Fewer Cryptosporidium cases were reported (N = 5,550), with only a modest rate increase (1.9%) for the period. As precipitation increased, rates of infection decreased for same month (RR: 0.98, p-value = 0.0067) and two-month lag precipitation (RR: 0.99, p-value = 0.0318). Only same month temperature was associated with infection rates, with rates increasing by 1% for every one degree Fahrenheit increase in temperature (p-value = 0.0233). SPI1 and SPI2 were associated with Cryptosporidium infection rates, though effects varied. More extreme drought conditions were associated with a rate decrease (extremely dry RR: 0.79, p-value = 0.0181; very dry RR: 0.84, p-value = 0.0444), while moderate drought was associated with a rate increase for SPI1 (RR: 1.18, p-value = 0.0003). Very dry (p-value < 0.0001) was associated with a 64% increase in Cryptosporidium rates for SPI2.

For Giardia, 20,899 cases were reported with rates decreasing by 69.9% over time. Again, precipitation was associated with a decrease and temperature associated with an increase in rates.

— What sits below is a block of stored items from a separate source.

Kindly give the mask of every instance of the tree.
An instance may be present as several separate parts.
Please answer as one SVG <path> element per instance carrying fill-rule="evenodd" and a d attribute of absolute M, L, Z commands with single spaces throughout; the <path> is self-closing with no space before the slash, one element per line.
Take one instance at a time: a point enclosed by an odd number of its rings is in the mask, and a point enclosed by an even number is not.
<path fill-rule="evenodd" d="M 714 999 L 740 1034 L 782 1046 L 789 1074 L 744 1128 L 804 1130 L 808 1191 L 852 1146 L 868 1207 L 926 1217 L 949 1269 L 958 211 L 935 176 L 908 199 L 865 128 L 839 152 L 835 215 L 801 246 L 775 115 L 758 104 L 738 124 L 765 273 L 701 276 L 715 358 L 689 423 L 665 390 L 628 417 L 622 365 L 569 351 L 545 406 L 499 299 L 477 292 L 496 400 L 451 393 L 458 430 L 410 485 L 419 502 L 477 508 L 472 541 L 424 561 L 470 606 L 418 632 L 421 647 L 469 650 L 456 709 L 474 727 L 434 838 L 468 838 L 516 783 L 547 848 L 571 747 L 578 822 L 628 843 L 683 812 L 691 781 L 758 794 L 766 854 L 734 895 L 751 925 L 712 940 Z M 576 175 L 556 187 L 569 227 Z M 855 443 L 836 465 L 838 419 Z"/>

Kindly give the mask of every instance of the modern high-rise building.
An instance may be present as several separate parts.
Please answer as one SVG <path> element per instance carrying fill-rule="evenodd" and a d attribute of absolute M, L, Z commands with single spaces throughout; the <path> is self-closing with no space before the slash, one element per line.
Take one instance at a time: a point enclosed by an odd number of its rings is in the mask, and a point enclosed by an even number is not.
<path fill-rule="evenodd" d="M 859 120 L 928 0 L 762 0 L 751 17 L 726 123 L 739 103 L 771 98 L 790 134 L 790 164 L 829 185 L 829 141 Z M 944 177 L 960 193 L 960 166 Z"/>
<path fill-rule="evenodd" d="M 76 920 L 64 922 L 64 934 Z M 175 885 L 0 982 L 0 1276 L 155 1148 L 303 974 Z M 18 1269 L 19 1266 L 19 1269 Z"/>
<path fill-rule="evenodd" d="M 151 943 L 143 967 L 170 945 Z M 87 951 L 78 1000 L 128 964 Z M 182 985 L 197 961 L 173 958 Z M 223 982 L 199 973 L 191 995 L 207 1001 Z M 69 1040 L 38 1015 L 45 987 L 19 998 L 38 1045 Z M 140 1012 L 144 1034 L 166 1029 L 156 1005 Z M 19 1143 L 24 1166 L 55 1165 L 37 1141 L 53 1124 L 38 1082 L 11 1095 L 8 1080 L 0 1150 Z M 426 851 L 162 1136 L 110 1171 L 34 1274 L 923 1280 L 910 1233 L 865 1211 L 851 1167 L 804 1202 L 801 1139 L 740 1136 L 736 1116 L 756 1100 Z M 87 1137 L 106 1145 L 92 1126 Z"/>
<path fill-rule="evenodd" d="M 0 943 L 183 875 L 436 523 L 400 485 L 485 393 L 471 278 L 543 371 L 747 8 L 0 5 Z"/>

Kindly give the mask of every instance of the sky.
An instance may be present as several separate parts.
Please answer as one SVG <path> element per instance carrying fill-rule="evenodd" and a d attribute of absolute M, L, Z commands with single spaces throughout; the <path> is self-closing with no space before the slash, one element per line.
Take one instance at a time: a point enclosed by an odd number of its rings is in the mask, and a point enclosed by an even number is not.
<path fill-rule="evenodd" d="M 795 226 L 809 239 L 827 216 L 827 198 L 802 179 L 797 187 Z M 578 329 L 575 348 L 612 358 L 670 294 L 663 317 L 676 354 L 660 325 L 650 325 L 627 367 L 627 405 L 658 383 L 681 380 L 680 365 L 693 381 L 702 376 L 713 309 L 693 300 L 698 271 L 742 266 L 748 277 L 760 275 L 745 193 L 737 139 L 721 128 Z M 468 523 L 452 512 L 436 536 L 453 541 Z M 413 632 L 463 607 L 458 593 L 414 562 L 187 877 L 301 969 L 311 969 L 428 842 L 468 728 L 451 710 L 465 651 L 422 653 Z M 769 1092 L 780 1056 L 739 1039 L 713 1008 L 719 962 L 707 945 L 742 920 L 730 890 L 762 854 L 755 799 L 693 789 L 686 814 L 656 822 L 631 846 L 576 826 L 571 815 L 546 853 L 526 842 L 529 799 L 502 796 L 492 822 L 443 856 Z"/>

One- and two-month lag in precipitation data were associated with a 2% (p-value < 0.0001) and 1% (p-value = 0.0010) decrease in rates, respectively. All measures of temperature were associated with a 1% increase in rates, adjusting for year, month, and region. More wet and more dry conditions were associated with increased rates of Giardia, while moderately dry conditions were protective for SPI1 (p-value = 0.0002). Moderately wet conditions were protective and very wet conditions were a risk factor for SPI2 (p-value < 0.0001). Finally, 75,792 cases of Salmonella occurred during the study period, with rates increasing by 46.6% over time. Similar associations with precipitation and temperature were seen with Salmonella rates, as with Giardia. A 1% decline in rate was seen for a one inch increase in all precipitation variables (all p-values < 0.001). Temperature had a greater effect, with rates increasing by 3-5% for each one degree increase in temperature (all p-values < 0.0001). More extreme drought conditions were associated with decreased rates of Salmonella for SPI1 and SPI2, while extreme wet conditions were associated with an increased rate for both variables (both p-values < 0.001). Conclusions Incidence rates of several gastrointestinal illnesses have significantly increased over time in the US and in Florida, making them an important focus for further study and prevention and control efforts. Except with Campylobacter, increased precipitation was associated with decreased rates, and increased temperature was associated with increased rates of illness. Inconsistent associations with SPI1 and SPI2 were seen for all diseases except Salmonella, where drought conditions coincide with lower rates and extreme wet conditions coincide with higher rates of Salmonella infection. Further investigation is needed to better understand the relationships between climate and gastrointestinal illnesses, and to characterize the relationship of these climate factors on sporadic vs. outbreak-associated cases and regional variability.